Speaking of viral and reviews, doubtless some of you have heard about the author who publicly trashed a book review and damaged her reputation (if not, here you go.) She broke the rule, you never respond to book reviews except to say, “Thank you.”

I don’t always share my book reviews, but I do read all that I can get my hands on (thank you, Google Alerts). I’m sure this will change in time. Published writer friends have told me that I will eventually stop reading the reviews. Perhaps.

This book review written by Kristen Thiel on The Nervous Breakdown made me happy:

“The Silence of Trees is a modern American narrative steeped in fairy tale. Though some scenes are rather laborious, most provide excellent vehicles for conveying Ukranian folklore and religion, the surrealism of war and immigration, and a woman sharing her story with both bluntness and wonder, the mixed result of finding her own voice after decades of restrained living.

Few book reviews start with a foot rub but, really, more should. In one of the most thrilling scenes in Valya Dudycz Lupescu’s first novel—exciting for its unabashed passion and feminism, and most important for the new story it promises to start even thirty pages from the book’s end…”    Read the rest here.

Tastes vary in style, story, genre. I understand that everyone will not like everything I write. I understand that people will take issue with a story or poem or book or a character for any of a hundred reasons. Some will love it. Some will just like it. Some will not. I guess that’s why they tell you not to read the reviews. So that you don’t get paralyzed as a writer.

As writers, we can read the reviews; we can share them (if we want); and we can bite our tongues and keep writing.

Thank you to everyone who takes the time to write a review for The Silence of Trees on their blog or on Amazon or Goodreads. For new writers, you are our PR teams.

And thank you, Kristen Thiel. You made my Thursday morning.

Even coffee cannot tame the savage Monday morning

Update (Work in Progress, Book #2)

I finished the first draft of S.C.* back in 2009, but 2010 was so hectic with Issue 2 of Conclave, the Chicago Literary Hall of Fame, and the release of The Silence of Trees, that I didn’t get to spend much time with it.

There were a few plot points that needed to be tightened up before I sent it out into the world, but when I returned to S.C. in earnest this winter, I felt like my characters were sleepwalking through molasses.
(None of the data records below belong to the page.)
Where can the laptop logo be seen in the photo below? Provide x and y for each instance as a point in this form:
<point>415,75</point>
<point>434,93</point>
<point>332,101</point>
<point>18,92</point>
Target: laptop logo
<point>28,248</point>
I couldn’t quite get them to do what I wanted them to do.  More likely I was the one trudging through sticky words, making sloooow progress, editing here and there but missing…something. So I worked on some short stories and notes for an upcoming secret project with Madeline C. Matz. I cooked creative recipes and planned this year’s garden. The months were productive, but not as much with S.C.

Until March, when something shifted and woke up. Maybe it’s Spring, maybe it’s my imagination, maybe my Muse was teaching me a lesson or the story was aging like a nice Bordeaux? Whatever the reason, my characters are very much awake, and I’m trying to keep up! This means many more sleepless nights and late night coffees, but I’m happy-exhausted! They’ve surprised me twice this week with revelations about their characters that are helping to reshape the ending in a way that feels more authentic. Yay!

So I’m going to try and finish up the draft this week and send it off to my readers this weekend. Then next week I begin to work on the next project until my readers get back to me.

In the meantime, I have a question for you: What is the opposite of fear and why?

Consider this background research. Many thanks.

xxo

* I’m not quite ready to reveal the title of Book #2 but S.C. are the initials. It will remain a mystery for a little while longer.